Electrical computers and digital processing systems: memory – Storage accessing and control – Hierarchical memories
Reexamination Certificate
2000-12-15
2002-11-12
Lane, Jack A. (Department: 2186)
Electrical computers and digital processing systems: memory
Storage accessing and control
Hierarchical memories
C711S004000, C711S005000
Reexamination Certificate
active
06480938
ABSTRACT:
FIELD OF THE INVENTION
Briefly, the present invention relates generally to the field of cache structures, and more particularly, to cache structures for use with variable length instructions that may cross cache line boundaries.

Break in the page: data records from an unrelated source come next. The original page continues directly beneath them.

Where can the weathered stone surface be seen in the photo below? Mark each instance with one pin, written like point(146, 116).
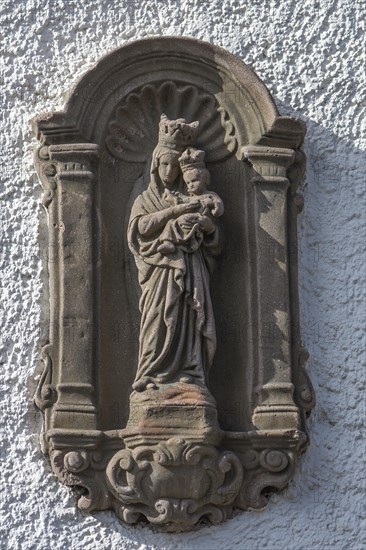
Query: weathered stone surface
point(219, 165)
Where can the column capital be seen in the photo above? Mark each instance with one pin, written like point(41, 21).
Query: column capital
point(76, 161)
point(269, 162)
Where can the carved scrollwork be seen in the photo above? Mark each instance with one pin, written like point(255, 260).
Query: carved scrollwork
point(47, 172)
point(265, 471)
point(147, 481)
point(45, 394)
point(77, 469)
point(132, 132)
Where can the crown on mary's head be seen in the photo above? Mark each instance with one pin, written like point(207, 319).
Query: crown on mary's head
point(192, 159)
point(176, 133)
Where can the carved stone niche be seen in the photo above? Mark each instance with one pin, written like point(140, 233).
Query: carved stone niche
point(174, 387)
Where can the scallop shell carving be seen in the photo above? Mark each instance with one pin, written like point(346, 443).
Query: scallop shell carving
point(133, 133)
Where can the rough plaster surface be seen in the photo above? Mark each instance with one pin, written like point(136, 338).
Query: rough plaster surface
point(310, 55)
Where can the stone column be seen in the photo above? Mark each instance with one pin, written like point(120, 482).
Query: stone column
point(76, 166)
point(275, 408)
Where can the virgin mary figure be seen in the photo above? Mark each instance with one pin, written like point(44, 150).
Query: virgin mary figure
point(177, 334)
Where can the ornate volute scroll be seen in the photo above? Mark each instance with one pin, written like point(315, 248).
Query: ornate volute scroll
point(170, 182)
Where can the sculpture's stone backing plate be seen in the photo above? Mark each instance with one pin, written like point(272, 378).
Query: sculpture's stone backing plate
point(91, 163)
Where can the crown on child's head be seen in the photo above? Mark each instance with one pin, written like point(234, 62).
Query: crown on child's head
point(176, 134)
point(192, 159)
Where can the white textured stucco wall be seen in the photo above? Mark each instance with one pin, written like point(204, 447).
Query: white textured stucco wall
point(309, 54)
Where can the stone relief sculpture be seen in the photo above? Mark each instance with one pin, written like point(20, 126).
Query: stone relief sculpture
point(204, 411)
point(171, 237)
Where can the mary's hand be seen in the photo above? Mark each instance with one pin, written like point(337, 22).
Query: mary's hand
point(187, 221)
point(206, 224)
point(186, 208)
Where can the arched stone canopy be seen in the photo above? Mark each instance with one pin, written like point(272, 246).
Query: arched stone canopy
point(209, 68)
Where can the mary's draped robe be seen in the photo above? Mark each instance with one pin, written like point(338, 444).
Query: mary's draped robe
point(177, 334)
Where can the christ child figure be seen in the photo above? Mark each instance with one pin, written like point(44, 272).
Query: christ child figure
point(197, 178)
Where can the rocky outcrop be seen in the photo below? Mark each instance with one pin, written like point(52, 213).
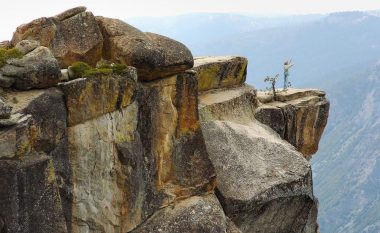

BACKGROUND OF THE INVENTION
Variable length instructions occur not only for CISC processors, but also in very long instruction word (VLIW) architectures with NOP (non-operational instruction) compression. In particular, it is noted that VLIW bundles of instructions must explicitly schedule NOP operations in unused issue slots. In order to reduce code size and better utilize the instruction cache, these NOP's are compressed out. This operation results in variable length instruction bundles. With variable length bundles, some of the bundles may cross cache line boundaries. The processing necessary to handle bundles that cross cache line boundaries adversely affects die area and cycle time.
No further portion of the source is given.